2 Le juge attribue moins de la moitié de la prestation de sortie au conjoint créancier ou n’en attribue aucune pour de justes motifs. C’est le cas en particulier lorsque le partage par moitié s’avère inéquitable en raison:
1. de la liquidation du régime matrimonial ou de la situation économique des époux après le divorce;
2. des besoins de prévoyance de chacun des époux, compte tenu notamment de leur différence d’âge.
3 Le juge peut ordonner l’attribution de plus de la moitié de la prestation de sortie au conjoint créancier lorsque celui-ci prend en charge des enfants communs après le divorce et que le conjoint débiteur dispose encore d’une prévoyance vieillesse et invalidité adéquate.
167 Introduit par le ch. I de la LF du 19 juin 2015 (Partage de la prévoyance professionnelle en cas de divorce), en vigueur depuis le 1er janv. 2017 (RO 2016 2313; FF 2013 4341).
Art. 124c168CC
Compensation des prétentions réciproques
1 Les prétentions réciproques des époux à des prestations de sortie ou à des parts de rente sont compensées entre elles. La compensation des prétentions à une rente a lieu avant la conversion de la part de rente attribuée au conjoint créancier en une rente viagère.
2 Les prestations de sortie ne peuvent être compensées par des parts de rente que si les époux et leurs institutions de prévoyance respectives y consentent.
168 Introduit par le ch. I de la LF du 19 juin 2015 (Partage de la prévoyance professionnelle en cas de divorce), en vigueur depuis le 1er janv. 2017 (RO 2016 2313; FF 2013 4341).
Art. 7d657Tit. fin. CC
Prévoyance professionnelle
1 Le traitement de la prévoyance professionnelle en cas de divorce est régi par le nouveau droit dès l’entrée en vigueur de la modification du 19 juin 2015.
2 Les procès en divorce pendants devant une instance cantonale sont soumis au nouveau droit dès l’entrée en vigueur de la modification du 19 juin 2015.

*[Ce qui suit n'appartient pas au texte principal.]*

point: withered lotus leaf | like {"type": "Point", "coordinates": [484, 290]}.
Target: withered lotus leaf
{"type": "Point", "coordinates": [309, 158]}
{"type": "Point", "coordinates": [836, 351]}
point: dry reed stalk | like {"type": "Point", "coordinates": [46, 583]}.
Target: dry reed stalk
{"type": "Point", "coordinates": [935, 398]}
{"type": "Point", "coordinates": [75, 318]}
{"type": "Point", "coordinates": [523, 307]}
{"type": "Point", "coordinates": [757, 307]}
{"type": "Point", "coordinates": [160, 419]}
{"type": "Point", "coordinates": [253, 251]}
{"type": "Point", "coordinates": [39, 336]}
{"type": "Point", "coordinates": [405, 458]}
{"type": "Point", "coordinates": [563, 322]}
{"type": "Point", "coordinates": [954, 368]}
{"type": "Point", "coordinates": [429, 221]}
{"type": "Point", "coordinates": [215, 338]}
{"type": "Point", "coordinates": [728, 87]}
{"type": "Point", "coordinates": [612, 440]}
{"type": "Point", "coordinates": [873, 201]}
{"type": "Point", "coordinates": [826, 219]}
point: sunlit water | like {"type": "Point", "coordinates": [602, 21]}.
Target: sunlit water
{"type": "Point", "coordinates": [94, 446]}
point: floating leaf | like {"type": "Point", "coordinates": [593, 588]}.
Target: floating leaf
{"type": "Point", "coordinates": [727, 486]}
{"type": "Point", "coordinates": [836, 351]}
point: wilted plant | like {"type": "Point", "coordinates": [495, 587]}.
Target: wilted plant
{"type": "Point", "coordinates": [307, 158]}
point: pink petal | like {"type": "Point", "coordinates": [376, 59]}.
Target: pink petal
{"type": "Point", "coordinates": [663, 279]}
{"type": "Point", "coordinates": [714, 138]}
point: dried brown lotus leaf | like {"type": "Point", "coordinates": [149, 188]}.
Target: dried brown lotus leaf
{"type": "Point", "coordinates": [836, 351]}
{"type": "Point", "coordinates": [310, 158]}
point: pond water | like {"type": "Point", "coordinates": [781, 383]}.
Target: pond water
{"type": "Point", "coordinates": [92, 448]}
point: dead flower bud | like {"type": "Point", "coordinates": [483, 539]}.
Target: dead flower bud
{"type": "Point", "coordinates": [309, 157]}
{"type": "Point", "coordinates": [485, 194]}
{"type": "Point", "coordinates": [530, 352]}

3 Lorsque la décision attaquée a été prononcée avant l’entrée en vigueur de la modification du 19 juin 2015, le Tribunal fédéral applique l’ancien droit; il en va de même en cas de renvoi à l’autorité cantonale.
657 Introduit par le ch. I de la LF du 19 juin 2015 (Partage de la prévoyance professionnelle en cas de divorce), en vigueur depuis le 1er janv. 2017 (RO 2016 2313; FF 2013 4341).